The most recent report from Mozambique’s National Statistics Institute (INE) reveals the nation’s economy has flipped from a consistent inflationary trend toward a 0.6 percent deflationary one. Drawing on data from consumer price fluctuations in Mozambique’s three largest cities—Maputo, Nampula, and Beira—the INE’s research suggests this recent bout of deflation stems from the sudden drop in prices for private education, a first in the country’s history. Due to the government-mandated closure of all schools to mitigate the spread of COVID-19, private education facilities either lowered their fees or were unable to collect tuition from parents.

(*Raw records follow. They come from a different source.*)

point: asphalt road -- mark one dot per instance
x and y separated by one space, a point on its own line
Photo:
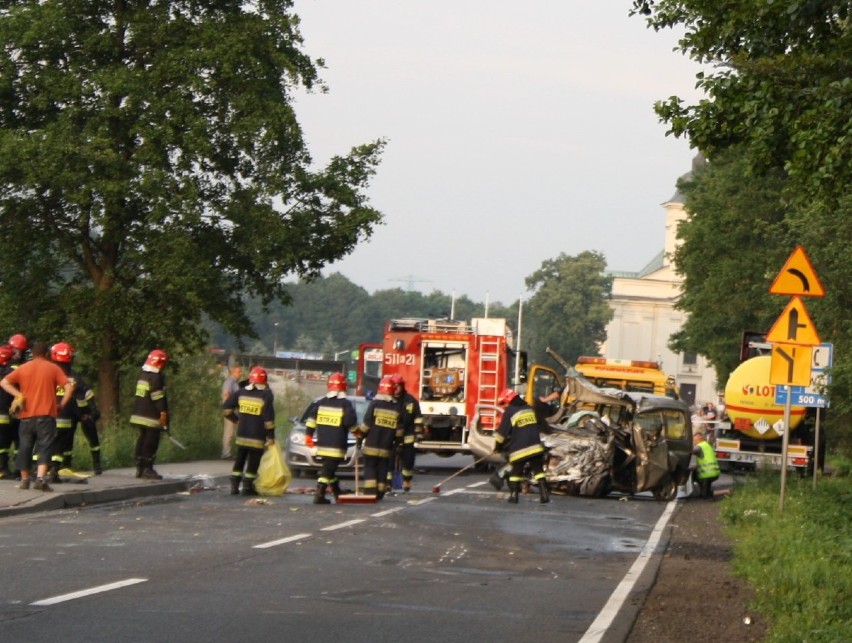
461 565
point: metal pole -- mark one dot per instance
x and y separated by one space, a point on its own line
785 441
816 448
518 347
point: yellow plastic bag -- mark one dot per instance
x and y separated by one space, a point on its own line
273 474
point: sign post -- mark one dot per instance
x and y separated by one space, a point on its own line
794 329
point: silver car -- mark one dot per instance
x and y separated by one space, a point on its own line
302 459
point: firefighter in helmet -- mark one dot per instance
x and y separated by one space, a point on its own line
518 435
150 414
62 354
252 407
412 427
382 428
8 430
330 419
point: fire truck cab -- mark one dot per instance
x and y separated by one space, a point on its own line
452 368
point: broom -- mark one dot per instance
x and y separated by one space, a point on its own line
437 487
357 497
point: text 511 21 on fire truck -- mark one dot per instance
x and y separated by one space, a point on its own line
452 367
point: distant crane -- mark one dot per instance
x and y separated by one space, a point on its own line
410 280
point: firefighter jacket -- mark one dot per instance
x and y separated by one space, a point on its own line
331 418
382 426
67 417
705 459
5 399
411 417
253 409
518 433
150 399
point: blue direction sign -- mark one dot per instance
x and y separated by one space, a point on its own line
810 396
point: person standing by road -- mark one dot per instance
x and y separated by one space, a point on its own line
518 434
253 408
706 468
150 414
331 418
229 388
413 424
8 431
34 387
382 426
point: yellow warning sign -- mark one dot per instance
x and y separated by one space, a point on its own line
794 326
798 277
790 365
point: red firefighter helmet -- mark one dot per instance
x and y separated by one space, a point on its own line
506 396
387 385
336 382
257 375
157 358
19 342
62 352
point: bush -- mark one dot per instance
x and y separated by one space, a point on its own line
799 561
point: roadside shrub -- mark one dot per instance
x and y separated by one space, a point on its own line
799 561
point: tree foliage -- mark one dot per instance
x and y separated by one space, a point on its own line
152 171
782 85
570 308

The informal economy has come to a near complete standstill
The Center for Democracy and Development (CDD), a civil society organization, warned that the INE’s deflation numbers are “misleading.” Typically, deflation arises when demand for goods is at a lower rate than its supply, forcing vendors to lower prices in an effort to raise demand. In a Facebook post, the CDD argues “that this deflation is not the result of an excess supply of products on the market, but from the shortage of demand as a result of the deterioration of the purchasing power of families, especially those of low income.” The Center urges the Mozambican government to prioritize support for low-income families who are most at risk of economic ruin from the pandemic.
All border posts are closed save for one shared with South Africa, which is open for cargo purposes only, and the informal economy has come to a near complete standstill. Whatever little benefit consumers would normally have gained during a deflationary period is cancelled out by the broader economic precarity of the country and its most vulnerable communities.